2

I'm using inline PTX ld.shared to load data from shared memory:

__shared__ float As[BLOCK_SIZE][BLOCK_SIZE];  //declare a buffer in shared memory
float Csub = 0;

As[TY][TX] = A[a + wA * TY + TX];             //load data from global memory to shared memory
__syncthreads();
float t;
asm("ld.shared.f32 %0, [%1];" :"=f"(t) : "r"((int)&As[TY][k]));  //load data from shared memory into t
Csub += t;
__syncthreads();

But it runs into an error:

CUDA error at C:/ProgramData/NVIDIA Corporation/CUDA Samples/v11.2/0_Simple/matrixMul_mine/matrixMul.cu:196 code=700(cudaErrorIllegalAddress) "cudaStreamSynchronize(stream)" 

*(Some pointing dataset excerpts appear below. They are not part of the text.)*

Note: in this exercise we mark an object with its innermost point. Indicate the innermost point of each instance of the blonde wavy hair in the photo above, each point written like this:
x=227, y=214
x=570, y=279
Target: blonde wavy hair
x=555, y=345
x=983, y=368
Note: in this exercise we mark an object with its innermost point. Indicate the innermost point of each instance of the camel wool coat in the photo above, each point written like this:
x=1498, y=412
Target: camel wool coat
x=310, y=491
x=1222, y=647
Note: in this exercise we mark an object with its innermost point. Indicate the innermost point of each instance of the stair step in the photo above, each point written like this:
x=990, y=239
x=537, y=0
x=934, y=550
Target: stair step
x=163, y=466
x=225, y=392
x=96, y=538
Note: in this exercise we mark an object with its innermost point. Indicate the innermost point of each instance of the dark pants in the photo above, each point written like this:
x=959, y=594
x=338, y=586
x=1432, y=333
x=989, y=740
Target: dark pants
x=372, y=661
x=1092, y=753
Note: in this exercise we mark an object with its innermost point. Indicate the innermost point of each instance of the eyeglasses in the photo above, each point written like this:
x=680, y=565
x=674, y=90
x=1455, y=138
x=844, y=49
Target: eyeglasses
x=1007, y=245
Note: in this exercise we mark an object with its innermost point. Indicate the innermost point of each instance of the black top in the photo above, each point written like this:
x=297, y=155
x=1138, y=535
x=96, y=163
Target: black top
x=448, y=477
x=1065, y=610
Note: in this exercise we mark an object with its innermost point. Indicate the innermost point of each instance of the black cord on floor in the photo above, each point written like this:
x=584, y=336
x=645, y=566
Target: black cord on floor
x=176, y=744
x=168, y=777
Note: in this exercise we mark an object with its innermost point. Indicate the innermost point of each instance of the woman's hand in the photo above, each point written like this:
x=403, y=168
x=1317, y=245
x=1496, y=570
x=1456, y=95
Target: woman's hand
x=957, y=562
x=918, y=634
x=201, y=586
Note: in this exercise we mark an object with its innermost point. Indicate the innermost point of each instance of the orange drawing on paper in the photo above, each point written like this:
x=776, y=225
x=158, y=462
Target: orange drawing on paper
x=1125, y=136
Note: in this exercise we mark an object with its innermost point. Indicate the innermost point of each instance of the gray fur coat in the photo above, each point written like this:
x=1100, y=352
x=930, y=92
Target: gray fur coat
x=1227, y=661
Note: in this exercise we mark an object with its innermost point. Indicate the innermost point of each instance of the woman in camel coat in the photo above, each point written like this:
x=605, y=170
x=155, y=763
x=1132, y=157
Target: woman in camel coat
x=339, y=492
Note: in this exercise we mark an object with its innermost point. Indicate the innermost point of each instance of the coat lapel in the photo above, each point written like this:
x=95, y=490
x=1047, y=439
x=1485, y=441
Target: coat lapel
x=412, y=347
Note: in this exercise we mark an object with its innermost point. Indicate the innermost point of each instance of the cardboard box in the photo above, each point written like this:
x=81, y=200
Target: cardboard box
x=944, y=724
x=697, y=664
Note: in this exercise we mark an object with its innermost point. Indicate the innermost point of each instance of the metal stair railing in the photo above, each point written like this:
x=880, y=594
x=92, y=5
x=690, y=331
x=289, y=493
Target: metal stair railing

I dumped the SASS and found that the LDS happens even earlier than LDG and the two bar.sync instructions. It seems that the compiler looses track of the data dependency.

So my questions are:

  1. Is there anything wrong in my inline PTX that leads to cudaErrorIllegalAddress?
  2. Does inline PTX disturb the compilers ability to track data dependencies?
paleonix
  • 2,293
  • 1
  • 13
  • 29
Yichen
  • 91
  • 1
  • 5
  • 1
    https://docs.nvidia.com/cuda/inline-ptx-assembly/index.html#incorrect-optimization – talonmies Nov 12 '21 at 04:47
  • 1
    Perhaps you also have to declare As as volatile in addition to talonmies answer, the illegal address probably is independent from the order - but we cannot see where your parameters a, wA, TY, TK, k are coming from, how large the global array is or with what block and grid size your kernel is called. – Sebastian Nov 12 '21 at 05:45
  • 2
    Just learnt that the address need to be converted by "cvta" like [link](https://github.com/NVIDIA/cutlass/blob/6fc5008803fe4e81b81a836fcd3a88258f4e5bbf/include/cutlass/arch/memory_sm75.h#L90) in cutlass. And as Sebastian said, 'volatile' should be added right after 'asm'. – Yichen Nov 12 '21 at 09:10

1 Answers1

4

Yichen's comment is right.

There are two types of addressing: ld. or ld.statespace.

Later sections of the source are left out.